Mast cells are numerous in tissues and organs exposed to the external environment, including the skin, the lung, and the gut, and are often located near to potential targets of their mediators, such as glands and blood vessels (20, 21). Mast cells are attracted in the tumor microenvironment and promote tumor angiogenesis and lymphangiogenesis by releasing vascular endothelial growth factor (VEGF), fibroblast growth factor-2 (FGF-2), and proteases (22). In addition, mast cells support tumor invasiveness by their immunosuppressive activity, releasing tumor necrosis factor-alpha (TNF-α), histamine, and interleukin-10 (IL-10) and suppressing T cells and natural killer (NK) that in turn induce immune tolerance mediated by regulatory T cells (Treg) (22). Tissue-derived mast cells from human skin secrete several angiogenic molecules, including VEGF, granulocyte-macrophage colony-stimulating factor (GM-CSF), interleukin-8 (IL-8) monocyte chemoattractant protein-1 (MCP-1), and require SCF for their secretion (23).
Given the complexity of the SCF/c-Kit pathway and the multiple cells and physiological/pathological conditions in which it can be activated, the complete understanding of the biological roles of SCF/c-Kit is still an issue that deserves a thorough investigation. In this study, we have evaluated the expression of SCF and c-Kit in mast cells located near to the blood vessels and skin glands, during the tumor progression of human melanoma and we have correlated their expression with microvascular density.
Materials and Methods
Patients and Tissue Collection
This retrospective monocentric study included formaldehyde fixed and paraffin-embedded (FFPE) skin biopsies from 35 normal, premalignant lesions and melanoma patients who underwent curative resection ( Table 1 ).

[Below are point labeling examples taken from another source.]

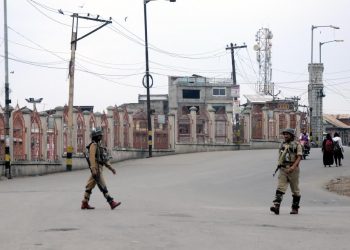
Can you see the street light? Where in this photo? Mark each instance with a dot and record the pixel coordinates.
(321, 43)
(312, 36)
(147, 77)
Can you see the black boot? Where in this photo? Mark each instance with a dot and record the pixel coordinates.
(275, 209)
(277, 202)
(295, 205)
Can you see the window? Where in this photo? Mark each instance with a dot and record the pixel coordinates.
(190, 94)
(219, 109)
(219, 92)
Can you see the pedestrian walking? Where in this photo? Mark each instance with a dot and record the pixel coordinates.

Full-thickness skin samples containing epidermis, dermis, and hypodermis were collected from the archive of the Unità Operativa Complessa di Anatomia Patologica, IRCCS, Istituto Tumori “Giovanni Paolo II”, Bari, Italy. The study was approved by the local institutional Ethics Committees and followed the Helsinki Declaration of 1964 and later versions. All patients agreed to participate in the study and signed written informed consent. Skin biopsies were divided into four histological subgroups, namely normal skin (NS; n=5), common nevi (CN; n=10), dysplastic nevi (DN; n=10), melanomas at different stages (M; n=10).
Table 1.
Normal skin a | ||||
---|---|---|---|---|
Average age (year) | 46 | |||
Men/women | 1/4 | |||
Common nevi | ||||
Average age (year) | 37 | |||
Men/women | 4/6 | |||
Dysplastic nevi b | ||||
Average age (year) | 56 | |||
Men/women | 2/8 | |||
Melanomas | ||||
Average age (year) | 64 | |||
Men/women | 4/6 | |||
Subclassification | (n=4) | (n=2) | (n=2) | (n=2 |
AJCC stage | IIA | IB | IIB | IIIC |
Breslow Depth | T3a (2-3mm) | T2a (2 mm) | T3b (4 mm) | T4a (5 mm) |
Clark level | IV | IV | IV | IV |
Ulceration | absent | absent | present (1/2) | absent |
Growth Phase | vertical | radial and vertical | vertical | radial and vertical |
Mitoses/mm2 | 2-3 | 4-5 | 18-20 | 8-9 |
Tumoral lymphocytic infiltration | present (2/4) | present | absent | present |
Peritumoral lymphocytic infiltration | present | present | present | present |
Vascular invasion | absent | present | absent | absent |
Overall | 35 |
All normal skin sections were from patients who underwent surgery for suspect breast cancer.
All dysplastic nevi showed severe atypia but negative margins. AJCC, American Joint Committee on Cancer.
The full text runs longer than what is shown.